Ahora Madrid llegó al gobierno municipal defendiendo un urbanismo diferente basado en la participación activa de la ciudadanía. Nuestra entrada en el edificio, y las decenas de actividades que cada semana hacemos dentro, no son más que eso: ciudadanía organizada tomando la iniciativa en un proceso participativo no reglado y, bajo nuestro punto de vista, mucho más avanzado que algunos de los que el Ayuntamiento ha propuesto hasta la fecha. Por lo demás, nos parece que nada tiene de particular que la ciudadanía vaya por delante de las instituciones, ya que estas últimas son un invento de la primera.

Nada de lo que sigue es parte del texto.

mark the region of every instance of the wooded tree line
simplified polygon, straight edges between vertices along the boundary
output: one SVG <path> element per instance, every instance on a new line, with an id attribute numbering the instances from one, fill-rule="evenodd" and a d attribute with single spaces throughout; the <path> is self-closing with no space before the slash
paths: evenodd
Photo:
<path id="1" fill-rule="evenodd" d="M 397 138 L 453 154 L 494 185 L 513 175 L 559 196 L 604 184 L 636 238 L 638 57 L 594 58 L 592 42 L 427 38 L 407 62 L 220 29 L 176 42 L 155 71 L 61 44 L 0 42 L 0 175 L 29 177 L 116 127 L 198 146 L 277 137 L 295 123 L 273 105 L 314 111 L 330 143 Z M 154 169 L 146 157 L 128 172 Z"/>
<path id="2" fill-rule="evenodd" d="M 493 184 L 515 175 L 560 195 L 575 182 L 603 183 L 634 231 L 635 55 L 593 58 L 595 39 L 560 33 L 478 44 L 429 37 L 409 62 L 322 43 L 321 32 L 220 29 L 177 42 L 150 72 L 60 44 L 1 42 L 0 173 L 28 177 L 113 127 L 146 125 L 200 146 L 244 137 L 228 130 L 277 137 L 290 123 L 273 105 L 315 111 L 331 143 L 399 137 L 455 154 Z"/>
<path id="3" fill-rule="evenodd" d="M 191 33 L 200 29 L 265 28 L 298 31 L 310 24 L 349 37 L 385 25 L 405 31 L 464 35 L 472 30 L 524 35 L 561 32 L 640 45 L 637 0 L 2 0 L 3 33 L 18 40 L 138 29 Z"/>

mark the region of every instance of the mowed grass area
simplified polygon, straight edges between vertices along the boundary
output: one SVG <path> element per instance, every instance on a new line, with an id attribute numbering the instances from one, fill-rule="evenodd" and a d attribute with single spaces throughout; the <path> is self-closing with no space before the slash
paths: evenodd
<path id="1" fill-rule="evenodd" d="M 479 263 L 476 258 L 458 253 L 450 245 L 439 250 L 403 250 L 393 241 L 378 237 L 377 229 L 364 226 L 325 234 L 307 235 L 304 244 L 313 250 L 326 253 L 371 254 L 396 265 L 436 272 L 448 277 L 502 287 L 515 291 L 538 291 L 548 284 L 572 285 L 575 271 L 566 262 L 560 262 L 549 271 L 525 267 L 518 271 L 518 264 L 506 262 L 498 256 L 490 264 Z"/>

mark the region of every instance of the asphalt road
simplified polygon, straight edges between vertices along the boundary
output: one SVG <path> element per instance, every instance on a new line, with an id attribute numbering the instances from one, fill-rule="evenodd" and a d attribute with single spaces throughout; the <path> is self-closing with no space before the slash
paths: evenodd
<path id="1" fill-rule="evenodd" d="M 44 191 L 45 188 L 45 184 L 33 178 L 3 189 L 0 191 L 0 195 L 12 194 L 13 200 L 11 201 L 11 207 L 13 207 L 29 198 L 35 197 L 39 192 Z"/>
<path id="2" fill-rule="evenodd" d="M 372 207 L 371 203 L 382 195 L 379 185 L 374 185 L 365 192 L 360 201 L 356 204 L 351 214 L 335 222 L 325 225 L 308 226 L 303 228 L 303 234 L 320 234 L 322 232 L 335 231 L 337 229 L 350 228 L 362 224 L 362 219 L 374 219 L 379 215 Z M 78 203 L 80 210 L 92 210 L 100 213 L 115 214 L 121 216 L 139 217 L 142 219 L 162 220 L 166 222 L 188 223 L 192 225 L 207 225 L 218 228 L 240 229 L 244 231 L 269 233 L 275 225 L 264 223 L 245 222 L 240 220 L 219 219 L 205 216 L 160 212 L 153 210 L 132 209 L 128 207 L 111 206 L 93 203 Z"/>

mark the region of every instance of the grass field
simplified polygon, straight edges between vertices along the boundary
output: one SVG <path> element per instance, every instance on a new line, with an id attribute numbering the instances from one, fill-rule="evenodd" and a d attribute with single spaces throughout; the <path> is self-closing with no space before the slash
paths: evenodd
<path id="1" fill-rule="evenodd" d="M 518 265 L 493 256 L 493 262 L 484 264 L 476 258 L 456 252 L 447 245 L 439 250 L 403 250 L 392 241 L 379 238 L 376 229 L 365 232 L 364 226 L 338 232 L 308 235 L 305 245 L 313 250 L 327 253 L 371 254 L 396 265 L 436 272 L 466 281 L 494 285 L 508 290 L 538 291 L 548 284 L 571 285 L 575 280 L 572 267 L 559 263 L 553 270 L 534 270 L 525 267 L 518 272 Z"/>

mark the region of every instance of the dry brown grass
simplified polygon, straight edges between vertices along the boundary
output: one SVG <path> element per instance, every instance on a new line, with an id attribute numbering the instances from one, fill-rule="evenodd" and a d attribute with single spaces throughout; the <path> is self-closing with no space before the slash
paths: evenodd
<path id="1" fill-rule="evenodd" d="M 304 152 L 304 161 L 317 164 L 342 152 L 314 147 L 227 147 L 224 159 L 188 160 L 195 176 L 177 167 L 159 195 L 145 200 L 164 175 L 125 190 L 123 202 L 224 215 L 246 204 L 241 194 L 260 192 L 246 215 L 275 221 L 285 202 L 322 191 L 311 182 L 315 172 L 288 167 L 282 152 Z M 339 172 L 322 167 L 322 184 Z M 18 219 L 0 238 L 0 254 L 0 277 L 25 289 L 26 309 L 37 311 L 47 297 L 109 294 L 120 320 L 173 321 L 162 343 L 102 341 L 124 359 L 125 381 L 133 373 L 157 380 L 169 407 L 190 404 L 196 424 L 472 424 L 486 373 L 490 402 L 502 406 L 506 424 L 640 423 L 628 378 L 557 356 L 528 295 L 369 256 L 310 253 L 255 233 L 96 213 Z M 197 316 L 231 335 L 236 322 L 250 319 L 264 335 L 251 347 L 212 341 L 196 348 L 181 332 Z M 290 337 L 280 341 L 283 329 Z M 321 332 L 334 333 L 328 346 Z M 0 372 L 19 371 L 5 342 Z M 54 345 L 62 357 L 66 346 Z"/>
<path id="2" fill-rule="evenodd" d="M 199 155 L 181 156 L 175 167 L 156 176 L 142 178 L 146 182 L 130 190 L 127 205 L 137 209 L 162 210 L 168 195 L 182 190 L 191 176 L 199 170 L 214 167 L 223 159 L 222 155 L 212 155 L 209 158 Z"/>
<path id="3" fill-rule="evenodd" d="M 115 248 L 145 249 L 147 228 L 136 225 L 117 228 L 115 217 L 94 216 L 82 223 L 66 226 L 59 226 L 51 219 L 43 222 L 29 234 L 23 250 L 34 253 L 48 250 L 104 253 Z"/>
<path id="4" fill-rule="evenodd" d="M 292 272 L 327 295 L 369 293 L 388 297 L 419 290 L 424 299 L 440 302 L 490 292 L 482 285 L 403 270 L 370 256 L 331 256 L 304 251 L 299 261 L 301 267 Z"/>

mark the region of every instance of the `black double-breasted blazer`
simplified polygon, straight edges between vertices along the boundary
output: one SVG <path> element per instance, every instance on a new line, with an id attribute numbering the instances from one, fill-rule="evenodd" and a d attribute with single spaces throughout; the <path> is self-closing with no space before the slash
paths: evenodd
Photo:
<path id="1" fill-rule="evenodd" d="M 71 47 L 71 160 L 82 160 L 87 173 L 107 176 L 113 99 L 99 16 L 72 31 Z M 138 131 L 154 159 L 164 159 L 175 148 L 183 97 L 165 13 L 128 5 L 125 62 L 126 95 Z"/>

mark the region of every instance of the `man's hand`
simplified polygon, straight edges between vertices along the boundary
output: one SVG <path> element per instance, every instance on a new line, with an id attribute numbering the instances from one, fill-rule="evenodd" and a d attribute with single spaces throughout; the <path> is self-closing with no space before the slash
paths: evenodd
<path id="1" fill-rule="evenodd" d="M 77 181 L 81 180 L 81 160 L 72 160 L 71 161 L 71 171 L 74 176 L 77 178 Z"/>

Creemos no obstante que unas recientes declaraciones de la alcaldesa arrojan luz y muestran el camino a seguir: aludiendo a otro problema de actualidad, Carmena apelaba al «diálogo» y no a la judicialización como mejor mecanismo para resolver los conflictos y declaraba que «el derecho penal no vale cuando se extiende a un colectivo social que en este caso quiere expresarse. Los movimientos sociales no pueden reprimirse con el Ministerio fiscal». También defendió que «el derecho penal tiene una aplicación singular, no vale para organismos y movimientos sociales». Estamos muy de acuerdo con estas declaraciones de la alcaldesa, y nos gustaría que se materializaran en el caso de La Ingobernable, donde ella tiene la capacidad de priorizar ese diálogo que defiende frente a procesos administrativos o penales.

También hemos escuchado a Carmena decir, además, que «Nosotros, cuando en la sociedad surge un fenómeno que no tiene un cauce institucionalizado, siempre nos preguntamos, antes de censurar, prohibir, limitar, por qué surge». Desde La Ingobernable aplaudimos particularmente estas palabras y nos ofrecemos, como siempre, a responder en común a esas preguntas. Para ello, volvemos a ofrecer al Ayuntamiento de Madrid la oportunidad de establecer un canal de comunicación con criterios de respeto mutuo para que la información fluya con la misma claridad y transparencia que guían la acción de nuestra iniciativa.